Optics: Going Viral—GIFs, Memes, and Insta-fame
|Date||Dec 05, 2018|
From LOLCATZ to the appropriation of Pepe the frog as an alt-right symbol, the visual politics of virality and Insta-fame are largely mediated through the exchange of GIFs and memes—forms of democratized creativity that rely on the appropriation of images from popular culture. Join Optics series host Jillian Steinhauer, Curator of Digital Media at the Museum of the Moving Image Jason Eppink, and visual artist Andrew Kuo for a conversation that will examine the visuality, virality, and consumption of GIFs and memes in digital culture.
Optics: A New Way of Seeing Contemporary Culture is an ongoing series hosted by writer/editor Jillian Steinhauer that invites critics, artists, and imagemakers to analyze the pictures that shape contemporary culture and current events.
Jillian Steinhauer is a journalist living in Brooklyn, NY. She won the 2014 Best Art Reporting Award from the US chapter of the International Association of Art Critics for her work at Hyperallergic, where she was formerly the senior editor. Her writing has also appeared in the New York Times, the New Republic, and The Nation, among other publications. She writes mainly about art and politics, but has also been known to go on at length about cats.
Jason Eppink is an American curator, designer, and prankster. His projects emphasize participation, mischief, surprise, wonder, generosity, transgression, free culture, and anti-consumerism, and they are staged in public spaces and online as street art, urban interventions, and playful online services and hoaxes, frequently for non-consenting audiences.

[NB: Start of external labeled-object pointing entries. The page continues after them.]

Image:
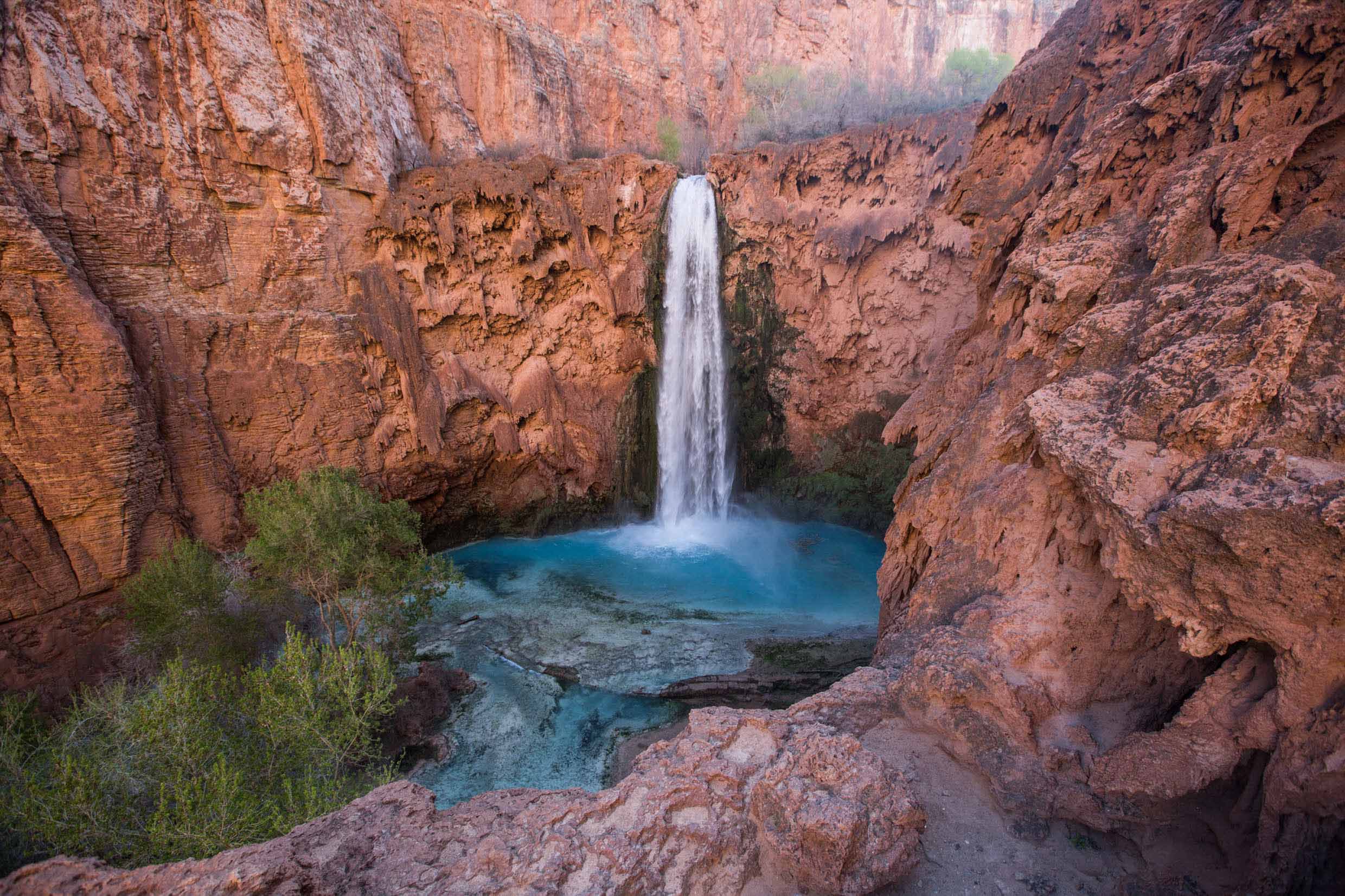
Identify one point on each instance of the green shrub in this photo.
(178, 603)
(787, 104)
(358, 558)
(670, 140)
(850, 480)
(976, 73)
(197, 760)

Eppink serves as curator of digital media at the Museum of the Moving Image in New York City. His work at the museum revolves around participation in a variety of fields, including video games, interactive art, remix, animated GIFs, and online communities.
New York–based artist Andrew Kuo makes graphic abstract paintings out of language, numbers, color, and data. Kuo is fascinated by statistics and creates mathematical equations to sum up situations in his life. He then creates meticulously constructed compositions on wood, canvas, and linen. Bright colors and rigid forms are combined with text that is heartfelt, sentimental, and playful to create mesmerizing geometric abstractions. He’s also a regular contributor to the New York Times. Kuo’s work has been exhibited in group and solo shows, including Marlborough Contemporary, New York and London; the Green Gallery, Gavin Brown Enterprises, New York; Casey Kaplan, New York; Artists Space, New York; Mitchell-Innes & Nash, New York; Institute of Contemporary Art, Philadelphia; Mass MoCA, North Adams; Museum of Contemporary Art Detroit;and Garage Center for Contemporary Culture, Moscow.